Features of the sign texture may be used to describe the texture details of the sign image. Features of the sign texture may also be used to indirectly determine the degree of sign ambiguity and sign occlusion. As described with reference to fig. 2, the signboard texture judgment method may include a gradient-based edge detection method, a statistical-based gray level co-occurrence matrix autocorrelation function method, a deep learning-based texture detection method, and the like, and the present disclosure is not limited thereto.
The character boundary continuity feature can also be used to determine the occlusion and blurring of the sign by analyzing the character boundary in the sign. As described with reference to fig. 2, the text boundary continuity judging method may include a text texture based discriminant analysis method, a text instance based segmentation result based boundary continuity judging method, and the like, and the present disclosure is not limited thereto.
In step S503, the neural network is trained using the classified samples. This step enables joint training of fine-grained classification of object categories (e.g., signs) and target detection networks. The method mainly comprises the steps of designing a proper network model, carrying out gradient feedback and optimization by combining a fine-granularity classification task and a target detection task, and using fine-granularity classification information for detecting a supervision signal of a network. With reference to fig. 7, a schematic diagram of an example network architecture that may be trained using the method of fig. 5 is described.
On the far left side of the neural network, an input image is acquired, which is a sample image during the training phase. Subsequently, the input image is convolved to obtain an intermediate feature map.
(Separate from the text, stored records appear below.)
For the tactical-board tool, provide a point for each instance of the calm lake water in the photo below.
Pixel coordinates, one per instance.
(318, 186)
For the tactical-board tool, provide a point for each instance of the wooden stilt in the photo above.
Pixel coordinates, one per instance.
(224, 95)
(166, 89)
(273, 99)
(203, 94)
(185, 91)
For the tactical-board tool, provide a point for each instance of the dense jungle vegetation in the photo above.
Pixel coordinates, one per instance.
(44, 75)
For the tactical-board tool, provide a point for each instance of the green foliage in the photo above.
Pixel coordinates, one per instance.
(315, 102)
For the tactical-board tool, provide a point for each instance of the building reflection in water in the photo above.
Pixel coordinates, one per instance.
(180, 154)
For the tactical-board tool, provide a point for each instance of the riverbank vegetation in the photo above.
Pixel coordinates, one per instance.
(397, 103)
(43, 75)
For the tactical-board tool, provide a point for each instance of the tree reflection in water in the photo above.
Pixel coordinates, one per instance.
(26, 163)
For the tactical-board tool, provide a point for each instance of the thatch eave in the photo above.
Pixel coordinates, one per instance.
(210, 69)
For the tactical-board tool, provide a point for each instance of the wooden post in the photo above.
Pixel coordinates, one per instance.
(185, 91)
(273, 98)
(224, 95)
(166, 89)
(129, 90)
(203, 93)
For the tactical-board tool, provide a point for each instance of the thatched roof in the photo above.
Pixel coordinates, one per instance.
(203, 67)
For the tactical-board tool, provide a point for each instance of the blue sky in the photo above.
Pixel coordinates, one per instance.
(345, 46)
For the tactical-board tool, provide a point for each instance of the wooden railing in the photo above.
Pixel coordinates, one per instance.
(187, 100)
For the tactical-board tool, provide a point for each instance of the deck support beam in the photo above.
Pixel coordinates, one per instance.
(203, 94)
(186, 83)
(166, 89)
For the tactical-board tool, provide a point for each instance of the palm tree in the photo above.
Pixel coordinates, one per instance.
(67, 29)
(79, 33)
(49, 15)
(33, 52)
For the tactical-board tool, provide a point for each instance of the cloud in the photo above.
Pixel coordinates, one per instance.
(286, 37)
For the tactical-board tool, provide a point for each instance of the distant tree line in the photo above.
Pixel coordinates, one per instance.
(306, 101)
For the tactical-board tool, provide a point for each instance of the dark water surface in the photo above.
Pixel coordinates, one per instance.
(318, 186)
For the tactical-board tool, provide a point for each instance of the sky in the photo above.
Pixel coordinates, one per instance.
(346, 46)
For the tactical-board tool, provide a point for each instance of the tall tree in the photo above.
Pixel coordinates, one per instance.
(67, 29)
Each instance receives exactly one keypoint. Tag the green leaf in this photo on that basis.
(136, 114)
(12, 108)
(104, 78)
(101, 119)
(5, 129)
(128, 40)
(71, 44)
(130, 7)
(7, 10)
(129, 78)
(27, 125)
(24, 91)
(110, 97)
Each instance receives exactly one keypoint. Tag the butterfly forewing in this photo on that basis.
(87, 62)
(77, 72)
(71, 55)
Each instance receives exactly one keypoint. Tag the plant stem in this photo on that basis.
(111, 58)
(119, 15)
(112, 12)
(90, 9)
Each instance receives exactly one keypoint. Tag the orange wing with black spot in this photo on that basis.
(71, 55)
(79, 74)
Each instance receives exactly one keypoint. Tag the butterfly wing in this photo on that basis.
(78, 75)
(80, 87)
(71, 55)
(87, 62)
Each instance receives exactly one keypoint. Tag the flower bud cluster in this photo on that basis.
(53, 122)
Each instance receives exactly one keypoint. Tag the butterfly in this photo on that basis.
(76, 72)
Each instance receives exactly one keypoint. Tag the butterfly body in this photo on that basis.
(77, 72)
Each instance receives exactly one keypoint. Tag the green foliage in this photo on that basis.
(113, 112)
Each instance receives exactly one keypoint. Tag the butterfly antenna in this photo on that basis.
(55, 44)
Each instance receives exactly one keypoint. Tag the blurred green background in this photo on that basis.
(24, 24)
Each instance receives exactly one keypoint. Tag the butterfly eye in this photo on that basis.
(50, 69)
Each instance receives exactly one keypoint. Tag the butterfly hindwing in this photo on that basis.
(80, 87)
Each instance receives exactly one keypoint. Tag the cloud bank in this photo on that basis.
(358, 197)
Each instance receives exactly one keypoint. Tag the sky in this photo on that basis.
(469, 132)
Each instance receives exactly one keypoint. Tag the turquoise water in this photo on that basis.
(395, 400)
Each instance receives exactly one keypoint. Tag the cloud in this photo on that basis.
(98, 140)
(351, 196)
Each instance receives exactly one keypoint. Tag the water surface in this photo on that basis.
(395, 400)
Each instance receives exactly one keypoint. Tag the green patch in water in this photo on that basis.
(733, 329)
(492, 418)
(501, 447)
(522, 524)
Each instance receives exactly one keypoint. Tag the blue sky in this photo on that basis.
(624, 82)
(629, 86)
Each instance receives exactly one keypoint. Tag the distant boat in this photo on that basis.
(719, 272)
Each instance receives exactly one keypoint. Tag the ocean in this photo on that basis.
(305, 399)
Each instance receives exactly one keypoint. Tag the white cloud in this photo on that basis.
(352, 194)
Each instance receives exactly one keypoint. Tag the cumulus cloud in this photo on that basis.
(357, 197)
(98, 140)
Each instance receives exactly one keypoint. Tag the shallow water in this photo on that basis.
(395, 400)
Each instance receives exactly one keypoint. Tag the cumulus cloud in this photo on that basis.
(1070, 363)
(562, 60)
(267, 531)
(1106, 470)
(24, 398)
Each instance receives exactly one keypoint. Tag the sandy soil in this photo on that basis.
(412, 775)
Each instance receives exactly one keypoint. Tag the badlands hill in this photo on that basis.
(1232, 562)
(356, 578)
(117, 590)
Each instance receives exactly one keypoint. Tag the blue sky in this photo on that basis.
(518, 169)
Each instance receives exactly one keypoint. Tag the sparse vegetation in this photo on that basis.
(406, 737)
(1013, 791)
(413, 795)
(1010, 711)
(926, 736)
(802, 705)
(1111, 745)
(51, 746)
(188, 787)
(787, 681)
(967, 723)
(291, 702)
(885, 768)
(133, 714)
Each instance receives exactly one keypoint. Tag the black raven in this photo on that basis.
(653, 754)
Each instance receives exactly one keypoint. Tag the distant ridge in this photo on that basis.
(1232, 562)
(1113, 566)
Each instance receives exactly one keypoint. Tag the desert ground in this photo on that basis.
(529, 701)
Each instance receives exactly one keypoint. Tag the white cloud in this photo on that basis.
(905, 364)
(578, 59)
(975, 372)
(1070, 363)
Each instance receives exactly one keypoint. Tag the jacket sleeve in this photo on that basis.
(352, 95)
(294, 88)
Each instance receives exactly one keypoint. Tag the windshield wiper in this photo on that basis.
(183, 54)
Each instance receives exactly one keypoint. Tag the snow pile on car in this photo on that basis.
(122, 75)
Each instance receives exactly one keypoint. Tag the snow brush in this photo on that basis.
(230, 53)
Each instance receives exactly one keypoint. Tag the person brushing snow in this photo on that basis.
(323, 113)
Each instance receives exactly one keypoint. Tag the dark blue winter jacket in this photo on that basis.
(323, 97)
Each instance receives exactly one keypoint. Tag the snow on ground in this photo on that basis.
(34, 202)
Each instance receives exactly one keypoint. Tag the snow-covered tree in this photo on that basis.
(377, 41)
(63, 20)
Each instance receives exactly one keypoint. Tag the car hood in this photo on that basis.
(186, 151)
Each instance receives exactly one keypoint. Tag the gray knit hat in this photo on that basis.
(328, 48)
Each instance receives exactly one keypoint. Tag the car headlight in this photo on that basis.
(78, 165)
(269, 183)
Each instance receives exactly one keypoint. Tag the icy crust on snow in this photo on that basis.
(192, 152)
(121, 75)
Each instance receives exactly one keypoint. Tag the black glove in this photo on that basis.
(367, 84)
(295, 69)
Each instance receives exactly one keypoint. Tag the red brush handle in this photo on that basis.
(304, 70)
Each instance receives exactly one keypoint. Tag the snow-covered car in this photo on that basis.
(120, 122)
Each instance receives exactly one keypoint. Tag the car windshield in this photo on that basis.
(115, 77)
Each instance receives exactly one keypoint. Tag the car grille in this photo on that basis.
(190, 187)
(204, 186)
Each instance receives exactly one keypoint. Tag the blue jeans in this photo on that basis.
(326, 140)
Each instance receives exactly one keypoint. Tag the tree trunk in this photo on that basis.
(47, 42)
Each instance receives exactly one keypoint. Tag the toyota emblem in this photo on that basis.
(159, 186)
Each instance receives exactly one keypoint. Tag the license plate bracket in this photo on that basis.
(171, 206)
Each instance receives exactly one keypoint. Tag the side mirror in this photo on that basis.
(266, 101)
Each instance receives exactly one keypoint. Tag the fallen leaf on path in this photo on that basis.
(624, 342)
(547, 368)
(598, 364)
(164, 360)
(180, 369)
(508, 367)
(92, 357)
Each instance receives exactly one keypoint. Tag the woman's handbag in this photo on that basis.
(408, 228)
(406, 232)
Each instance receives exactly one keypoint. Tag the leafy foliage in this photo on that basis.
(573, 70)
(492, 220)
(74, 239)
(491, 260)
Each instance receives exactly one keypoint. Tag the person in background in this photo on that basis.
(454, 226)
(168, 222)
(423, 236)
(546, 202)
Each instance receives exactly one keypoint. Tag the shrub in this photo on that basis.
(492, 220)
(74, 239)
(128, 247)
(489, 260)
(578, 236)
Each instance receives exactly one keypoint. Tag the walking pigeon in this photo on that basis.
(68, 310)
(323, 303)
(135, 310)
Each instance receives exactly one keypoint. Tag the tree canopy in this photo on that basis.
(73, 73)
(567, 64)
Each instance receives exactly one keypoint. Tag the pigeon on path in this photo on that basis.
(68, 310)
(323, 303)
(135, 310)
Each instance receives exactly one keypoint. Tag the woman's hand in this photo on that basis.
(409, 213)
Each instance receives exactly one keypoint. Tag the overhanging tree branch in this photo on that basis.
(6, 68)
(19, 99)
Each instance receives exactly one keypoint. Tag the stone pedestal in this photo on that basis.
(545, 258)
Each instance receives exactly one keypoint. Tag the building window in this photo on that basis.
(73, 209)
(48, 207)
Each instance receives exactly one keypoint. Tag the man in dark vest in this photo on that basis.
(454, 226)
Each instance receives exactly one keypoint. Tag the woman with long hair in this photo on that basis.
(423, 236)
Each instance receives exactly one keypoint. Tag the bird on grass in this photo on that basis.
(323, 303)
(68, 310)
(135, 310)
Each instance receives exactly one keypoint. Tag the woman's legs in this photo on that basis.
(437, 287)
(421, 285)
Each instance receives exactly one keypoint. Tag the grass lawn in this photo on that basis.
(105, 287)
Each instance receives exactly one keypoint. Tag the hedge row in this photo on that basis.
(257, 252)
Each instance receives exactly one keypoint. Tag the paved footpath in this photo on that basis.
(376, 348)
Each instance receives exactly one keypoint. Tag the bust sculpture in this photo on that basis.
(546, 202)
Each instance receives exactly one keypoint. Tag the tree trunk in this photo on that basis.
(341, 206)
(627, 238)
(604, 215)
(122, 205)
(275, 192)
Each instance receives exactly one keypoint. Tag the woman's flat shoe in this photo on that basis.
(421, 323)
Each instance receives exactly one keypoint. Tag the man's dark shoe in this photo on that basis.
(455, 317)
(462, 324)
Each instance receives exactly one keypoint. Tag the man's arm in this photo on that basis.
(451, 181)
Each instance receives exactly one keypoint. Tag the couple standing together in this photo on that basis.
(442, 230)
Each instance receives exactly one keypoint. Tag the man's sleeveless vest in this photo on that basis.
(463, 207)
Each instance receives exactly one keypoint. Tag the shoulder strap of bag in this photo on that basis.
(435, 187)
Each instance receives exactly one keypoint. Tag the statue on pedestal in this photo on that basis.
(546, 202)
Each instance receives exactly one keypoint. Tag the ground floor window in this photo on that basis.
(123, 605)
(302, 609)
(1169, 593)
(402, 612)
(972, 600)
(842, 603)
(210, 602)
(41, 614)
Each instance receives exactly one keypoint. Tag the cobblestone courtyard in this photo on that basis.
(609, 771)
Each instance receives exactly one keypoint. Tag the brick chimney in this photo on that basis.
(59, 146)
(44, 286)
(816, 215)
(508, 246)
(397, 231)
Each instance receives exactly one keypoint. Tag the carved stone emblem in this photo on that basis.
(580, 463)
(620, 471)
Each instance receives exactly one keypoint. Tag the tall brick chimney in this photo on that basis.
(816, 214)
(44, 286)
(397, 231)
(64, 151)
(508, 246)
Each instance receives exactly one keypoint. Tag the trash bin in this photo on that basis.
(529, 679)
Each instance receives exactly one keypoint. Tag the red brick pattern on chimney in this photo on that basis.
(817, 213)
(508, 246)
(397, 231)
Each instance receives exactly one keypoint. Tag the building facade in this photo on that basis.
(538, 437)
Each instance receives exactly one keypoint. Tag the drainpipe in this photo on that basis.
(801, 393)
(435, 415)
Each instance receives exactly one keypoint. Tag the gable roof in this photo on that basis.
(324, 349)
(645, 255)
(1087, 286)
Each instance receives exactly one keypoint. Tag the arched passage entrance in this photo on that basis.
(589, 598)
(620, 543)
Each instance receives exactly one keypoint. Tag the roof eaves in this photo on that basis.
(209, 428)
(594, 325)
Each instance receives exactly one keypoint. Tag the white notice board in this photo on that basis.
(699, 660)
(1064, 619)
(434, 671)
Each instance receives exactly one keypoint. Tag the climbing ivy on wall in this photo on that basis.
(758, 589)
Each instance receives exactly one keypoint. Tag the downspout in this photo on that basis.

The intermediate feature map contains underlying semantic information that can be used to detect edge/text boundaries, etc. The underlying semantic information refers to underlying information such as contours, edges, colors, textures, and shape features. The calculated loss value may be referred to as an edge/text loss, for example, and is input to a loss function. The gradient calculations here may correspond to the two features "sign texture" and "character boundary continuity" in the foregoing. The appearance morphology recognition task or training, referred to as target classification task, of the target object can be implemented in this part of the network, and is specifically the first part of the training of the target classification task.
And further convolving to obtain a characteristic diagram. By convolving the extracted features, high-level semantic information can be obtained.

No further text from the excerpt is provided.